154. How could it be proven that wine is better than beer or hard liquor when it
comes to health?
155. Suppose a large florist is deciding whether or not to accept a shipment of roses.
The florist asks a recently hired employee to go into the truck where the shipment is and
get a sample of 10 roses. What do you think this employee will do? Would you be
surprised if after accepting the shipment the florist is not happy with the overall quality of
the roses?
156. Give three biases with Mall Sampling.
157. True or false: Getting a good sample is usually pretty easy to do.
158. The reasons people get bad samples can be classified into what two categories?
159. Are volunteer response samples good?
160. Give an example of a volunteer response sample.
161. The AFA (American Family Association) has online polls. Usually these polls
will have what kind of bias?
162. The AFA (American Family Association) got upset when an online poll about
same sex marriage showed 2-1 in support of it. What happened?
163. The ultimate way to sample is to get a what kind of sample?
164. How often are SRS’s possible?
165. Is it hard to get a bad sample?
166. Is it hard to get a good sample?
167. Give an example of undercoverage.
168. Give an example of nonresponse.
169. What is the problem with undercoverage and nonresponse?
170. Suppose a large city is deciding whether or not to use tax money to build a new
stadium for its NFL football team. A newspaper is curious what the residents think
and so they send out a mail questionnaire to 10,000 addresses picked at random. Do
you think all 10,000 questionnaires will be returned? Do you think that even half
will be returned? Do you think people that would like a new stadium and those that
do not will have the same rate of mailing the questionnaires back? What sort of bias
do you think will result if the newspaper relies only on the returned questionnaires?
Should they put a story in their paper telling the residents what they think about the
potential new stadium?
171. Does the wording of a question have much affect on the answers?
172. Give an example in which the wording of a question could make quite a
difference.
173. Give an example of a sensitive question could not give accurate results.
174. Give an example of a question in which people are forgetful and the results may
not be accurate.
175. Give an example of a question asked by the wrong person that would make the
results worthless.
176. Give an example of a question that begs a certain answer and hence the results
can’t be trusted.
177. We wish to perform an experiment to see whether an online version of a Stat
course is better than an in class version. We have data from two teachers. Teacher A
teaches an online class and the average grade point for the students in this class is
2.94. Teacher B teaches a regular class and the average grade point in this class was
2.33. So we conclude the online version is better. What are three distinct problems
with this experiment?
178. What is a control group?
179. What are the three principals of experimental design?

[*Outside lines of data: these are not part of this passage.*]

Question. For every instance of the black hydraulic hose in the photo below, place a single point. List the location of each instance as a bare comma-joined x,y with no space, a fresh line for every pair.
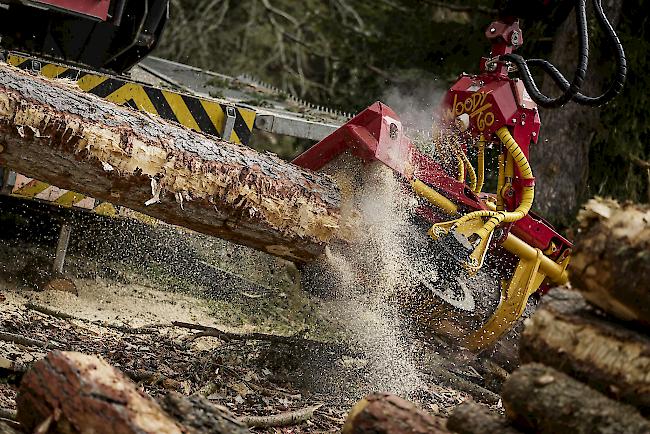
581,71
617,83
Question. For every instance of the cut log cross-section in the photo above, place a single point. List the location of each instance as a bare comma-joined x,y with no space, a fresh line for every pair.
51,131
542,400
611,263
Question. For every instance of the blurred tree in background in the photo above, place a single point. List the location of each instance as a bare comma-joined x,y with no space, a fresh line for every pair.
345,54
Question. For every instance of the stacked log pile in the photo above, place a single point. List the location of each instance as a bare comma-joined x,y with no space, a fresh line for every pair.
586,350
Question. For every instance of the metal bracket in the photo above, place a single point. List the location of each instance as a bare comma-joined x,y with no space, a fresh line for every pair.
229,123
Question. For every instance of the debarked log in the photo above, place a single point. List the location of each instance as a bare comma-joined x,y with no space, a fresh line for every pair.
472,418
383,413
69,392
51,131
611,261
569,335
540,399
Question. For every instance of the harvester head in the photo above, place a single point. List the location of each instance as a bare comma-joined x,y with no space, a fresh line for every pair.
486,254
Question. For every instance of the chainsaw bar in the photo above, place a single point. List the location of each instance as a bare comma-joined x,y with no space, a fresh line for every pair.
437,268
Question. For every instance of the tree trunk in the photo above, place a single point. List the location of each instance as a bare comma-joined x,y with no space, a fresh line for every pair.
58,134
543,400
561,158
611,263
382,413
566,334
472,418
70,392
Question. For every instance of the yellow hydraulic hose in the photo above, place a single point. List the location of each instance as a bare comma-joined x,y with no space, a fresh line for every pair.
528,194
501,182
461,164
471,174
480,178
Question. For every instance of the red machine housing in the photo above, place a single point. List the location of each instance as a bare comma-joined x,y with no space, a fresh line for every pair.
483,103
91,8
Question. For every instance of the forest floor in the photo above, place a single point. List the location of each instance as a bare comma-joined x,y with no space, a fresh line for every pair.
132,280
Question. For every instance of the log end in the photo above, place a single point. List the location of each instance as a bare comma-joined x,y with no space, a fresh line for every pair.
390,414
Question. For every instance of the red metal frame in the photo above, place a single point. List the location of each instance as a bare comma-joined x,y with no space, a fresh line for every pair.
488,101
92,8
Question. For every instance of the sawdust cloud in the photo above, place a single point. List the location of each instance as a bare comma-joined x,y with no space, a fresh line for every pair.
368,274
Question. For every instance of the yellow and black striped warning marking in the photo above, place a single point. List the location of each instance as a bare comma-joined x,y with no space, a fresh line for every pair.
198,114
30,188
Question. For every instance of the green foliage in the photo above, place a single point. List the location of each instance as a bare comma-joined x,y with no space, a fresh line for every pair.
345,54
624,131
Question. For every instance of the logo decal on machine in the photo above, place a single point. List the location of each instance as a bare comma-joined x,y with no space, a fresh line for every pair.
476,107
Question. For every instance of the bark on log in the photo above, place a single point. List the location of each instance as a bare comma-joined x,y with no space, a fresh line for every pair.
6,429
611,263
543,400
200,416
567,334
51,131
383,413
72,393
472,418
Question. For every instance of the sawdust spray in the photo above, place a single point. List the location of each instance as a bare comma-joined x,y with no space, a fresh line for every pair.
368,271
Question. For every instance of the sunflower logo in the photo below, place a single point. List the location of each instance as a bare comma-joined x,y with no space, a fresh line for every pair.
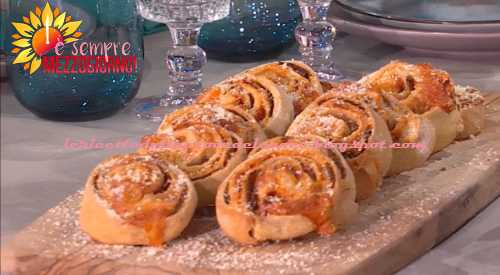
39,33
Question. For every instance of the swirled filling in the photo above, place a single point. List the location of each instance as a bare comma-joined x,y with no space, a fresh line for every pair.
245,93
141,191
298,87
200,150
339,120
229,118
286,183
419,87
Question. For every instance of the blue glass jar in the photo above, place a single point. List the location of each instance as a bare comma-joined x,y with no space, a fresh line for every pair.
75,60
253,30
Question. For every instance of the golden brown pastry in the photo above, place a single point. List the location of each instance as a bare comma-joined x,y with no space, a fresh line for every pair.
295,78
281,193
425,91
232,119
264,100
413,135
342,119
206,152
136,200
470,102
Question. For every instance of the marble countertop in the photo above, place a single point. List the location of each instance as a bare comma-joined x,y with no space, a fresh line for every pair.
37,171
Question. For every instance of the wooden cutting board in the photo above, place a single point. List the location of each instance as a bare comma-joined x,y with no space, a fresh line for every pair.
413,212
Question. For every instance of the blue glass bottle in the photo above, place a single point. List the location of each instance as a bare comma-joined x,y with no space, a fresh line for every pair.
253,30
81,60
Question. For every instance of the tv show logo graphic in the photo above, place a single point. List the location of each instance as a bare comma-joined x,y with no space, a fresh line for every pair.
50,30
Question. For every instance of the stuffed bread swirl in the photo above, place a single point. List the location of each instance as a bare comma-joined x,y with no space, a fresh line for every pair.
137,200
231,118
295,78
342,119
204,151
425,91
414,134
265,101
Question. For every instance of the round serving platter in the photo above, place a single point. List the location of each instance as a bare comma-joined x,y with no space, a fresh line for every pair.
438,41
444,16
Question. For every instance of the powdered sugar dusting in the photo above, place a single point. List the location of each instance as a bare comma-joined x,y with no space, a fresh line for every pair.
404,203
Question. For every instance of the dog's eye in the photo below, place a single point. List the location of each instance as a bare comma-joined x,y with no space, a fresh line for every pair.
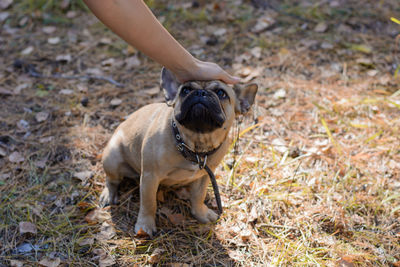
186,90
221,93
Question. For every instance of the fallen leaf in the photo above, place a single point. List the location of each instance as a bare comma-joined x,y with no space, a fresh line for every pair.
26,248
372,73
279,145
94,71
245,235
160,196
97,216
108,62
361,48
152,91
41,116
105,40
326,45
253,214
83,176
4,16
220,32
321,27
3,152
263,23
86,241
4,4
183,193
71,14
20,87
53,40
132,62
27,51
27,227
175,218
64,58
156,255
256,52
15,263
66,91
179,264
104,259
280,93
16,157
23,125
23,21
46,139
142,234
49,29
107,231
115,102
41,163
344,263
48,262
5,92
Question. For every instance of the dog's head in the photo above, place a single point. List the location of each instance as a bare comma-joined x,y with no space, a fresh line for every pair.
205,106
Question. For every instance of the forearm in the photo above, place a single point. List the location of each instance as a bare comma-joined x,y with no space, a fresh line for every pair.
133,21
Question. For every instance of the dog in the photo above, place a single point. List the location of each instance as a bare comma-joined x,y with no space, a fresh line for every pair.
158,143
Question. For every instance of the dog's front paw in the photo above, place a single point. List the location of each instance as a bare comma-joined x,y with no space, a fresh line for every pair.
203,214
108,197
146,224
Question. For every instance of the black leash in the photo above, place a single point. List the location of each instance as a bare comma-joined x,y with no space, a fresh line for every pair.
200,159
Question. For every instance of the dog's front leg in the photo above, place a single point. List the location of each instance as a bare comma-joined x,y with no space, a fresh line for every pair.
198,191
148,204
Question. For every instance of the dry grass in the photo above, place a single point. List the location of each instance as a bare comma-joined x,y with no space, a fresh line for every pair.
315,179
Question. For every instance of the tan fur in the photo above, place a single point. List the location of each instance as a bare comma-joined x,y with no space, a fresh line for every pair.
144,146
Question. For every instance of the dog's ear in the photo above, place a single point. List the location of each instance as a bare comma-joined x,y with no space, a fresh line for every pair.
169,85
245,95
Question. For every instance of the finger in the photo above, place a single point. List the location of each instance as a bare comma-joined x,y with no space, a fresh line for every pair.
227,78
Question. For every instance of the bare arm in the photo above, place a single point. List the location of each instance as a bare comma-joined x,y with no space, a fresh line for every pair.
133,21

180. What does statistically significant mean?
181. What is a placebo?
182. What is the purpose of a placebo?
183. What is a double-blind experiment?
184. What is the purpose of a double-blind experiment?

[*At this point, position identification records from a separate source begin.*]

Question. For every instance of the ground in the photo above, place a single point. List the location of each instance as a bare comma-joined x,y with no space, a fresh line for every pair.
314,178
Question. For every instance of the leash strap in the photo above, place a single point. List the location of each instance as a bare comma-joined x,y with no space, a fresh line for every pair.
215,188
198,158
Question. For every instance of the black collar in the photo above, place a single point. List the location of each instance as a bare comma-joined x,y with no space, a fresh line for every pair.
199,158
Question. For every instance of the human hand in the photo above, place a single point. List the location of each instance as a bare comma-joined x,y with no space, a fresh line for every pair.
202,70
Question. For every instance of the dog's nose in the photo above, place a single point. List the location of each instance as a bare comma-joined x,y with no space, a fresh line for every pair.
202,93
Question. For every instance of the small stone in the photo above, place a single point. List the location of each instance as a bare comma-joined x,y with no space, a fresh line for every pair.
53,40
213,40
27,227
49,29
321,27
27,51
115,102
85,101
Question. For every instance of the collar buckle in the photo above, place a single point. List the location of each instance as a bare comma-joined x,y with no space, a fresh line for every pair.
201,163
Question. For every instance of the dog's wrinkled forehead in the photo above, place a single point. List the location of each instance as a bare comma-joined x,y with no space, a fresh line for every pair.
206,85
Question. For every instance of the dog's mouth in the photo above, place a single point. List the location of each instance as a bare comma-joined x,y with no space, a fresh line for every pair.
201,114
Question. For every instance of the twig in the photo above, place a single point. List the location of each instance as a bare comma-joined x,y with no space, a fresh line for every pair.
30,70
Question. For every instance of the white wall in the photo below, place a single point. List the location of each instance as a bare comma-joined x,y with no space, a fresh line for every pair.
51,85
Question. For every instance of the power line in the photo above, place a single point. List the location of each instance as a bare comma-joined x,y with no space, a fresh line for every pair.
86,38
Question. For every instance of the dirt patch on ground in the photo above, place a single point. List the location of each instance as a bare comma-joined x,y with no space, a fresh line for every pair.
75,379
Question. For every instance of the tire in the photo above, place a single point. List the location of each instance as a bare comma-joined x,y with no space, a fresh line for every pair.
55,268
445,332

185. Statistically significant depends on what two things?
186. Give an example of how lack of realism can cause problems in a experiment.
187. In a matched-pairs experiment if each person gets both treatments, why is it still
important to divide the people up at random?
188. What is the advantage of a block design?
189. In a CI as the confidence level goes up, what happens to the margin of error?
190. In a CI as the sample size goes up, what happens to the margin of error?
191. In a CI if the standard deviation gets higher, what happens to the margin of
error?
192. All things being equal, do we prefer the margin of error to be big or small?
193. Which hypothesis {Ho or Ha} are we trying to prove in a HT?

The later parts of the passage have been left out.